Le fait, suffisamment rare, mérite d’être souligné. Entre début avril et la mi-juin 2023, Robert Bourgi a dédié plusieurs de ses précieuses heures à des médias sénégalais pour aborder les brulantes questions de l’heure. De ses différents exposés qui gardent la même trame, un casus belli à peine voilé : pour l’avocat français, figure emblématique d’une françafrique en phase d’obsolescence, Ousmane Sonko est une menace politique suffisamment sérieuse pour être endiguée. Mais, comment ?
Au meilleur des cas, Bourgi plaide une candidature de celui-ci en 2029, l’année où le président de Pastef serait « mûr » pour prétendre diriger le Sénégal. En attendant, Paris et Macron devaient également en prendre pour leur grade, eux qui semblent de plus en plus distants de Macky Sall. Lequel en est d’ailleurs conscient mais, ne dispose pas d’assez de marge pour changer le cours des évènements.

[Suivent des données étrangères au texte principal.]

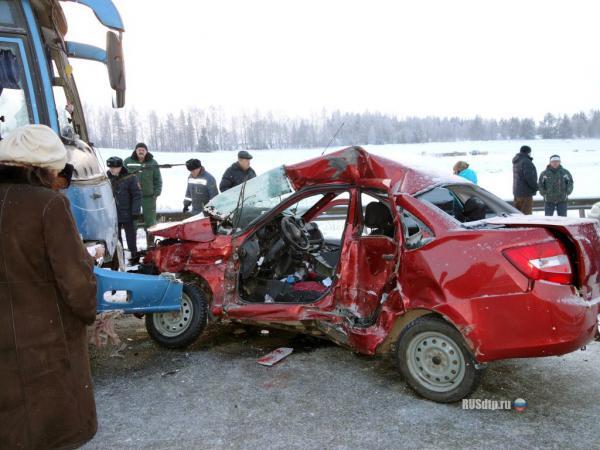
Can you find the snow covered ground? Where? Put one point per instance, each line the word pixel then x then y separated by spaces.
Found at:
pixel 580 156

Le chef de l’Etat sénégalais, interrogé en mars dernier par nos confrères du journal L’Express n’avait point réfuté l’invite que Macron lui aurait adressée, suggérant de renoncer à sa candidature. A la question : « Est-ce que Macron vous a demandé de ne pas vous présenter » ? Macky Sall s’était juste contenté d’une réponse diplomatique : « (…) Nous avons des discussions sur différents sujets, y compris celui-là. Il (Macron) est libre d’avoir son opinion, d’exprimer des désirs, de faire faire part de sa volonté et, même, de prodiguer des conseils ». Mais, le président sénégalais sera trahi par cette suite dans la réponse servie aux journalistes : « Moi aussi, j’ai un point de vue personnel sur la politique qu’il mène ». Comme quoi, entre Paris et Dakar, l’amour n’est plus celle des premiers jours.
Et, Bourgi sait ce que cela pourrait coûter à son « ami » de président sénégalais. Si bien qu’il entame déjà l’opération de déconstruction de cette mauvaise image qu’un « complot international » est en passe de coller au chef de l’Etat Sénégalais. Mais, l’avocat et (ancien ?) ami de Gbagbo devra faire vite. Si Paris n’hésite plus à envoyer un émissaire à Ousmane Sonko, c’est que Macron ne s’en limite plus à dire qu’il « parle à tout le monde », à toute l’opposition sénégalaise, notamment. Plus que dans la parole, c’est le temps de l’action chez le président français ! Et, peu importe que la réciprocité présente le visage de Marine Le Pen ! Bourgi qui n’a pas une seule attache avec le « Patriote en chef », semble mesure l’ampleur de la « menace ».